1. Anast CS, Winnaker JL, Forte LR, et al. Impaired release of parathyroid hormone in magnesium deficiency. J Clin Endocrinol Metab 42:707-717, 1976.

2. Schlumbohm C, Harmeyer J. Hypocalcemia reduces endogenous glucose production in hyperketonemic sheep. J Dairy Sci 86:1953-62, 2003.

3. Oetzel GR. Parturient paresis and hypocalcemia in ruminant livestock. Vet Clin N Amer: Food An Pract 4: 351-364, 1988.

4. Hypocalcemia in 23 ataxic / recumbent ewes: Clinical signs and likelihood ratios. Vet Rec 144: 529-532, 1999.

5. Buswell JF, Haddy JP, Bywater RJ (1986). Treatment of pregnancy toxaemia in sheep using a concentrated oral rehydration solution. Vet Rec 118: 208-209.
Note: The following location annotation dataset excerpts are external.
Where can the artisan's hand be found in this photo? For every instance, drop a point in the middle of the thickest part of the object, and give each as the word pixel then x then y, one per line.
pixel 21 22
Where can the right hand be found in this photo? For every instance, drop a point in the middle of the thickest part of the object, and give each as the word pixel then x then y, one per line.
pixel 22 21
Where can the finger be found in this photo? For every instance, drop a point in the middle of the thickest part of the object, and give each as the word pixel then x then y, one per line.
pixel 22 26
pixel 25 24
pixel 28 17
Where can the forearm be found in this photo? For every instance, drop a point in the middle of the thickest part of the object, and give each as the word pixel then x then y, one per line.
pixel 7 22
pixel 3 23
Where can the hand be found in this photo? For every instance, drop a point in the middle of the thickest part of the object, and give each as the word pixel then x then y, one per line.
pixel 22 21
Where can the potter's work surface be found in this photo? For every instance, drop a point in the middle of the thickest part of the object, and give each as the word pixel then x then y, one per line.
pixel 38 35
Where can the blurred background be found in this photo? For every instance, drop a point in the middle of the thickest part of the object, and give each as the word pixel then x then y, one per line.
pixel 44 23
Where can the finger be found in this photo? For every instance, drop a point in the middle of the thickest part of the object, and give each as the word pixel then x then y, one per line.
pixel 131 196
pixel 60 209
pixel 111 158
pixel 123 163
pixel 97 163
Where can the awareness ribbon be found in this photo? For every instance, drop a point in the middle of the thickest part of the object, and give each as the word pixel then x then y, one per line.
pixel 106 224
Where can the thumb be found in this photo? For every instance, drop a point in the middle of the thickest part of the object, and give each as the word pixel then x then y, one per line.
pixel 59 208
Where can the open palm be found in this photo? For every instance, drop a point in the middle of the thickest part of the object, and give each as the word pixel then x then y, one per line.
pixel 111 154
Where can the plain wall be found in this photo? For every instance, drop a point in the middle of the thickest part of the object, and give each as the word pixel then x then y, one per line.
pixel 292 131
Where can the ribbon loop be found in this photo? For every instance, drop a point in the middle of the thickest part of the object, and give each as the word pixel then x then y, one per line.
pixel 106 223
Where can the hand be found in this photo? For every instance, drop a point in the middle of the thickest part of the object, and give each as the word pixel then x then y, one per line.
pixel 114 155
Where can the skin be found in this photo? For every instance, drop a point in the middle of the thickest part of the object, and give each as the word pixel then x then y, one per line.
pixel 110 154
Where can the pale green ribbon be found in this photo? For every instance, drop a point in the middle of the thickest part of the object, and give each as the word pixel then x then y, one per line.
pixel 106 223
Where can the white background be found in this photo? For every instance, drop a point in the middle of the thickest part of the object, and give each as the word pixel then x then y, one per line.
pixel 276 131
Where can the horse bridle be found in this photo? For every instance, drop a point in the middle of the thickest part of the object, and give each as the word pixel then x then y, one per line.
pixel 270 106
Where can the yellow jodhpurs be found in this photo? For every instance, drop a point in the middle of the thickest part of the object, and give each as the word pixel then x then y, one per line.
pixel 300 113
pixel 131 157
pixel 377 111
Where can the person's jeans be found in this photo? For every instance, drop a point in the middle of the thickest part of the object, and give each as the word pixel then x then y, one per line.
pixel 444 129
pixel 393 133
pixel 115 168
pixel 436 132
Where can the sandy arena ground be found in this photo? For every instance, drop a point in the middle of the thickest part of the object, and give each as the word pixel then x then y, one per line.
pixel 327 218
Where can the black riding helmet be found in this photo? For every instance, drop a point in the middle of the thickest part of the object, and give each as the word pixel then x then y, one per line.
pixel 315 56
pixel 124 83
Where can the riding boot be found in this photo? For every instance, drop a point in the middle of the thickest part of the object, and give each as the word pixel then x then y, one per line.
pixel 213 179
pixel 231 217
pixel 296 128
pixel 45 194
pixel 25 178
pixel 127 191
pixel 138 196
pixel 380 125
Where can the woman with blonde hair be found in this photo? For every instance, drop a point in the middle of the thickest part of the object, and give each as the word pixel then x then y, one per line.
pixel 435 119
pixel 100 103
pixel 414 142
6. Peters AR, Dent CN (1992). Induction of parturition in sheep using dexamethasone. Vet Rec 131:129-129.

7. Kastelic JP, Cook RB, McMahon LR, et al (1996). Induction of parturition in ewes with dexamethasone or dexamethasone and cloprostenol. Can Vet J 37:101-102.

8. Rowe JD. Reproductive management – Part II. Proceedings, Small ruminants for the mixed animal practitioner, Western Veterinary Conference, Las Vegas, NV, 1998, 142-146.